Os movimentos anti-autoritários eram algo novo – uma linha na história dos movimentos na Grécia – porque os outros movimentos em geral eram muito críticos em relação ao nascimento do Movimento Anti-Autoritário.
Os movimentos foram críticos no início, mas agora as relações normalizaram-se. Então agora fazemos parte dos movimentos e também colocamos algumas coisas e temas novos no movimento anarquista na Grécia.
Também deixamos de falar do movimento apenas do ponto de vista do movimento e para o movimento. Começamos a conversar do ponto de vista da sociedade e a fazer perguntas do ponto de vista da sociedade. Então, tentamos responder como um movimento. Ao fazer isso, quebramos o ciclo de ideologias.
As políticas anarquistas e antiautoritárias foram populares na Grécia nas últimas décadas? Ou, dito de outra forma, quando começaram a se tornar mais populares?
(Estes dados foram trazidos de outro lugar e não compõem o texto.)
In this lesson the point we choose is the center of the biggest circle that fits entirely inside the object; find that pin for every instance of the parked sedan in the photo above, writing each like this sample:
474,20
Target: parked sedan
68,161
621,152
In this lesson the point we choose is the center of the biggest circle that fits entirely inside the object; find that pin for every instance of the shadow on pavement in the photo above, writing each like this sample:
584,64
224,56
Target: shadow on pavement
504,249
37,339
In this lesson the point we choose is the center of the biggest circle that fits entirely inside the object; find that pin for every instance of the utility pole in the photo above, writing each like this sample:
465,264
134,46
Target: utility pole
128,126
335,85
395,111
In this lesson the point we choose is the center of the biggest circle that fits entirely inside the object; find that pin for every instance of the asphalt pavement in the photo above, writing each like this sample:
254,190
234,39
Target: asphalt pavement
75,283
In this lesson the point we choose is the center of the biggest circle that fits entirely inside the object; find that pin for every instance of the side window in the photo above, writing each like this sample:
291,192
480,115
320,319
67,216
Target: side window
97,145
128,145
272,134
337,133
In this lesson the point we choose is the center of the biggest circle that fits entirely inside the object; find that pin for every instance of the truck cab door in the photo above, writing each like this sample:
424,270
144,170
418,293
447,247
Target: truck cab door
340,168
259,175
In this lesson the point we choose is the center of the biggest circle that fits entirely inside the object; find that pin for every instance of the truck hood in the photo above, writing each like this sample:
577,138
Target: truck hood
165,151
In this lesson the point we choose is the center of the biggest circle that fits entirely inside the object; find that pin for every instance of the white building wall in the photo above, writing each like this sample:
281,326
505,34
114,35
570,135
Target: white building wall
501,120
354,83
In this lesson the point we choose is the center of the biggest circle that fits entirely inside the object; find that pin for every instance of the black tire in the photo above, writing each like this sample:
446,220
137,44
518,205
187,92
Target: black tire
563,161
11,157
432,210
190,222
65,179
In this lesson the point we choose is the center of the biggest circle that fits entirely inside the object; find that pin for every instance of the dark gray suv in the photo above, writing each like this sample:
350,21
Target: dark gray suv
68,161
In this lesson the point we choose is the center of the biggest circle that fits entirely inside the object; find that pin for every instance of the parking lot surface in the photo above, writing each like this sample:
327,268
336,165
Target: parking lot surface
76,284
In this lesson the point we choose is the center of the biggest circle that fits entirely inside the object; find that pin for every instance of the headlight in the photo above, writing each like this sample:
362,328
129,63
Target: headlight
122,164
Grigoris: Estas políticas começaram a tornar-se mais populares a partir da década de 1970, depois da queda de Georgios Papadopoulos do poder em 1974. Entre 1974 e 1981, o partido Nova Democracia esteve no poder. Então, em 1981, Andres Papandreou tornou-se primeiro-ministro. Ele adotou ideias de esquerda na Grécia. Isso criou mais espaço para ideias antiautoritárias e anarquistas.
Quão difundido está hoje o Movimento Antiautoritário em toda a Grécia e que papel desempenham os centros sociais livres?
Grigoris: Importa menos quão difundido é o Movimento Anti-Autoritário do que quão popular é a agenda do movimento anti-autoritário na Grécia.
Podemos dizer, por exemplo, por diversão, que tudo o que aconteceu com o Syriza e Alexander Tsipras – que são agora o segundo partido mais popular na Grécia – que metade das ideias que eles usavam para expressar a agenda política do seu partido eram coisas que o O Movimento Antiautoritário já havia apresentado. Por exemplo, foi pela primeira vez no festival internacional anti-autoritário de 2009 (o BFest) em Atenas que Michael Albert falou sobre algo chamado “Economia Solidária” – economia participativa – e depois começámos a falar sobre isso e a torná-lo realidade. E então a esquerda começou a falar sobre isso e a torná-lo realidade também – o que é muito popular e está na agenda do Syriza.
O mesmo aconteceu com os movimentos nos centros das cidades. E o mesmo aconteceu nos movimentos ecológicos. Participamos e mudamos o assunto de estar centrado em apenas uma coisa (como a ecologia) para ser um movimento social.
Pode falar-nos de Micropolis – o centro social gratuito em Salónica – como um exemplo de como põe estas ideias em prática?
Malamas: A Micropolis era necessária após os motins de 2008, que ocorreram não apenas em Atenas, mas em muitas cidades da Grécia, incluindo Salónica. Os tumultos começaram após o assassinato do jovem Alexander Grigoropoulos em dezembro de 2008. A Micropolis foi necessária após os tumultos em Salónica. Era uma necessidade para as pessoas que participaram nos motins e nos acontecimentos que estavam a acontecer em Salónica. Eles se reuniram para ter um espaço social. Eu diria que é um espaço social de liberdade.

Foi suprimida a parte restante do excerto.